Disabled American Veterans's letter has a personalized message to me at the top with swipes of yellow highlighter over it: "Kimberly, your contribution of $27 means so much to the 137,265 disabled vets in [your state]." Flipping past that I found a bunch of DAV's hallmark premiums, a daily planner, metallic "Made in America" flag stickers, and a coated sheet with a punch-out bookmark and credit card-sized calendar. All very colorful components and not much copy visible, it's all about the goodies.
The first thing I saw in both UNICEF and World Wildlife Fund (WWF) packages was an image of the back-end premium offered. UNICEF's is a buckslip about the T-shirt inserted in front of the letter. WWF's zippered cooler bag's headline and photo take up the entire top panel of the letter.

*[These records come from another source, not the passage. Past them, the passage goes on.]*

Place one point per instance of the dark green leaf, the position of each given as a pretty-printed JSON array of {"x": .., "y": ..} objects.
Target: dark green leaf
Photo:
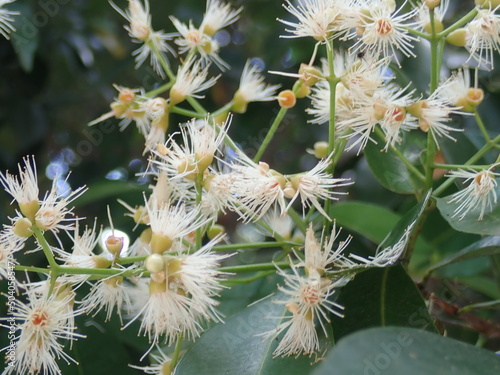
[
  {"x": 394, "y": 350},
  {"x": 26, "y": 37},
  {"x": 388, "y": 168},
  {"x": 485, "y": 247},
  {"x": 490, "y": 225},
  {"x": 235, "y": 347},
  {"x": 381, "y": 297},
  {"x": 107, "y": 189}
]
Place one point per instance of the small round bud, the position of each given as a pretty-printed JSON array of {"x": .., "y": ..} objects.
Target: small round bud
[
  {"x": 287, "y": 99},
  {"x": 155, "y": 263},
  {"x": 310, "y": 74},
  {"x": 157, "y": 287},
  {"x": 431, "y": 4},
  {"x": 240, "y": 103},
  {"x": 321, "y": 149},
  {"x": 488, "y": 3},
  {"x": 301, "y": 90},
  {"x": 160, "y": 243},
  {"x": 474, "y": 96},
  {"x": 114, "y": 244},
  {"x": 100, "y": 261},
  {"x": 176, "y": 96},
  {"x": 438, "y": 26},
  {"x": 126, "y": 96},
  {"x": 22, "y": 228},
  {"x": 29, "y": 209},
  {"x": 457, "y": 37},
  {"x": 215, "y": 230}
]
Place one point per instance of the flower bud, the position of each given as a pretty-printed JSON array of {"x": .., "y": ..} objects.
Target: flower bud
[
  {"x": 29, "y": 209},
  {"x": 431, "y": 4},
  {"x": 321, "y": 149},
  {"x": 22, "y": 228},
  {"x": 287, "y": 99},
  {"x": 114, "y": 244},
  {"x": 215, "y": 230},
  {"x": 457, "y": 37},
  {"x": 160, "y": 243},
  {"x": 155, "y": 263}
]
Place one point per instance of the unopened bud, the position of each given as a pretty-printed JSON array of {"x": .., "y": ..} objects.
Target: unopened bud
[
  {"x": 22, "y": 227},
  {"x": 29, "y": 209},
  {"x": 155, "y": 263},
  {"x": 160, "y": 243},
  {"x": 114, "y": 244},
  {"x": 431, "y": 4},
  {"x": 287, "y": 99},
  {"x": 321, "y": 149},
  {"x": 215, "y": 230},
  {"x": 457, "y": 37}
]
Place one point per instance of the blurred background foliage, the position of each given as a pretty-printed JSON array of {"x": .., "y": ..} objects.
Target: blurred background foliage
[{"x": 57, "y": 74}]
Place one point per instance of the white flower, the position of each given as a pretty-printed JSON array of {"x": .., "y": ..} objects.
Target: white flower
[
  {"x": 54, "y": 214},
  {"x": 25, "y": 188},
  {"x": 309, "y": 299},
  {"x": 167, "y": 312},
  {"x": 191, "y": 79},
  {"x": 217, "y": 16},
  {"x": 160, "y": 365},
  {"x": 483, "y": 37},
  {"x": 317, "y": 184},
  {"x": 480, "y": 195},
  {"x": 154, "y": 43},
  {"x": 320, "y": 256},
  {"x": 193, "y": 39},
  {"x": 435, "y": 112},
  {"x": 197, "y": 274},
  {"x": 42, "y": 322},
  {"x": 106, "y": 294},
  {"x": 5, "y": 19},
  {"x": 257, "y": 188},
  {"x": 320, "y": 19},
  {"x": 387, "y": 256},
  {"x": 252, "y": 87},
  {"x": 384, "y": 32}
]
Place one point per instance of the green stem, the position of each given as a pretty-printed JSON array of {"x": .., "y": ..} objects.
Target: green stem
[
  {"x": 254, "y": 245},
  {"x": 462, "y": 21},
  {"x": 247, "y": 280},
  {"x": 255, "y": 267},
  {"x": 270, "y": 134},
  {"x": 177, "y": 351},
  {"x": 481, "y": 126},
  {"x": 186, "y": 112},
  {"x": 403, "y": 158},
  {"x": 478, "y": 155},
  {"x": 160, "y": 89},
  {"x": 45, "y": 247}
]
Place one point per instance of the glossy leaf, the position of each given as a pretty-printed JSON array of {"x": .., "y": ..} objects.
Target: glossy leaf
[
  {"x": 25, "y": 39},
  {"x": 485, "y": 247},
  {"x": 381, "y": 297},
  {"x": 490, "y": 225},
  {"x": 235, "y": 347},
  {"x": 395, "y": 350},
  {"x": 388, "y": 168}
]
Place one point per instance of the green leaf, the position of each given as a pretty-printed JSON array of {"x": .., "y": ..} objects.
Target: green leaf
[
  {"x": 394, "y": 350},
  {"x": 381, "y": 297},
  {"x": 485, "y": 247},
  {"x": 25, "y": 39},
  {"x": 107, "y": 189},
  {"x": 235, "y": 347},
  {"x": 388, "y": 168},
  {"x": 490, "y": 225},
  {"x": 365, "y": 219}
]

The piece from Sierra Club is an everything-but-the-kitchen-sink package, and looking inside the first thing I noticed was a colorful glossy insert that turns out to be a big map of the United States. It's surrounded by several inserts, one of which is a slick about the back-end backpack premium, a buckslip about a special $19 renewal rate offer, a buckslip about founder John Muir, and somewhere in the middle, the letter.
From the Democratic Senatorial Campaign Committee, a headline below Vice President Joe Biden's name reads, "FIVE — The number of races Republicans need to win this year to seize full control of the federal government." If that doesn't grab Democratic donors' attention, I don't know what would.
Don't let this happen to you
Here I don't name names, but in several cases the first and only thing I saw when I thumbed open the carrier was either a return envelope or nothing more than a logo and "Dear Friend" or "Dear Ms. Seville." The letter copy was all below the fold, hidden.